Sunday, November 9, 2008

Pelicans and Other Beach Creatures


This weekend, Pacific City was taken over by pelicans.

Hundreds, if not thousands, of the large birds were roosting on the beaches, on Haystack Rock, and in the Nestucca River.

While surveying dead birds, we found this unfortunate juvenile. It was probably killed and eaten by a predator.

Its belly was full of small anchovies, so it probably did not starve to death like many of the birds we find.

On another part of the beach, we found a dead shark. It was about one meter in length and very chubby. Its stomach was pulled out by scavengers who probably ate the contents. Any shark experts recognize the species?

After finishing our surveys, we explored the Salmon River Estuary south of Neskowin. I quickly learned why this is a revered part of the coast. As we watched three river otters frolic near the mouth, we heard a commotion upstream.

A bald eagle stirred up a huge flock of gulls that had been fishing alongside a pack of harbor seals while another bald eagle dined on a fish.
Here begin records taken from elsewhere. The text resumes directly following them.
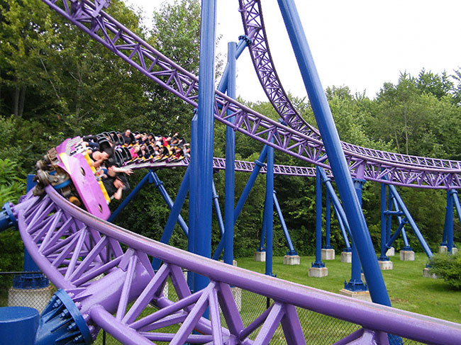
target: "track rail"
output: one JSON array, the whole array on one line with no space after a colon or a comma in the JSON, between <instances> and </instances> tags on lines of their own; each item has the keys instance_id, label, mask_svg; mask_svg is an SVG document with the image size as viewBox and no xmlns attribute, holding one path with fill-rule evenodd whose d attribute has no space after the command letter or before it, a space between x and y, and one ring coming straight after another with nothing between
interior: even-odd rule
<instances>
[{"instance_id":1,"label":"track rail","mask_svg":"<svg viewBox=\"0 0 461 345\"><path fill-rule=\"evenodd\" d=\"M189 159L186 158L179 163L171 164L158 164L155 162L147 162L145 163L127 164L124 167L130 168L132 169L157 169L162 167L177 167L177 166L187 166L189 163ZM235 160L235 170L236 171L251 172L255 169L255 163L252 162ZM213 157L213 169L218 170L226 169L226 159ZM261 174L266 174L267 166L263 164L261 166L260 172ZM274 164L274 174L277 175L289 175L294 176L304 176L304 177L315 177L316 168L310 166L296 166L292 165L281 165ZM330 171L327 171L328 177L333 178L333 175Z\"/></svg>"},{"instance_id":2,"label":"track rail","mask_svg":"<svg viewBox=\"0 0 461 345\"><path fill-rule=\"evenodd\" d=\"M255 344L267 344L280 324L289 344L301 344L304 334L299 315L304 310L363 327L342 344L352 344L364 334L370 341L363 344L376 344L385 336L383 332L444 345L459 344L461 339L459 324L359 301L204 258L101 220L69 203L51 186L47 186L45 192L42 197L30 193L13 207L19 231L34 261L79 309L93 339L102 327L126 344L148 344L152 341L251 344L251 334ZM152 256L163 262L157 273L150 266ZM183 269L208 277L209 285L191 294ZM179 296L177 301L168 300L162 293L168 278ZM274 303L244 327L230 286L269 297ZM201 317L206 307L210 320ZM227 329L221 324L220 308ZM173 324L178 327L174 334L157 332ZM262 327L256 331L259 326ZM201 334L191 334L194 329Z\"/></svg>"},{"instance_id":3,"label":"track rail","mask_svg":"<svg viewBox=\"0 0 461 345\"><path fill-rule=\"evenodd\" d=\"M252 44L249 47L255 70L274 108L289 127L311 137L321 140L318 131L309 124L293 106L280 81L272 60L266 35L260 0L239 0L245 34ZM428 168L459 169L460 162L422 157L369 149L341 142L343 149L350 154L369 158Z\"/></svg>"}]
</instances>

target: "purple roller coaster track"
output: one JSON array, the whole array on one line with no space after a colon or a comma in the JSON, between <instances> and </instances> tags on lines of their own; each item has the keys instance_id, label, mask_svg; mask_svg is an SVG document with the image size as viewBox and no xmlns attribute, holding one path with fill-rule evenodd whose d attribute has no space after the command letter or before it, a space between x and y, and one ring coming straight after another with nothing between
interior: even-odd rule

As we prepared to leave, a western gull, one of my favorite bird species, chattered on a nearby rock.

3 comments:

Monika said...

Glad to hear about the abundance of brown pelicans! Who do you do the dead bird surveys for? I'm curious about trends in seabird deaths....I know a few years ago we had dozens and dozens of murres wash up here in Washington, supposedly due to climate change and a "dead zone". I'd love to hear about what other data might be out there on that sort of thing, since a lot of our local seabirds aren't really doing that well.

Max said...

We conduct volunteer dead bird surveys for the University of Washington COASST program. You can find information on seabird deposition patterns at their website coasst.org.

Mimi said...

found your site through nature blog network. Your photos and posts are fantastic. I will definitely keep stopping in!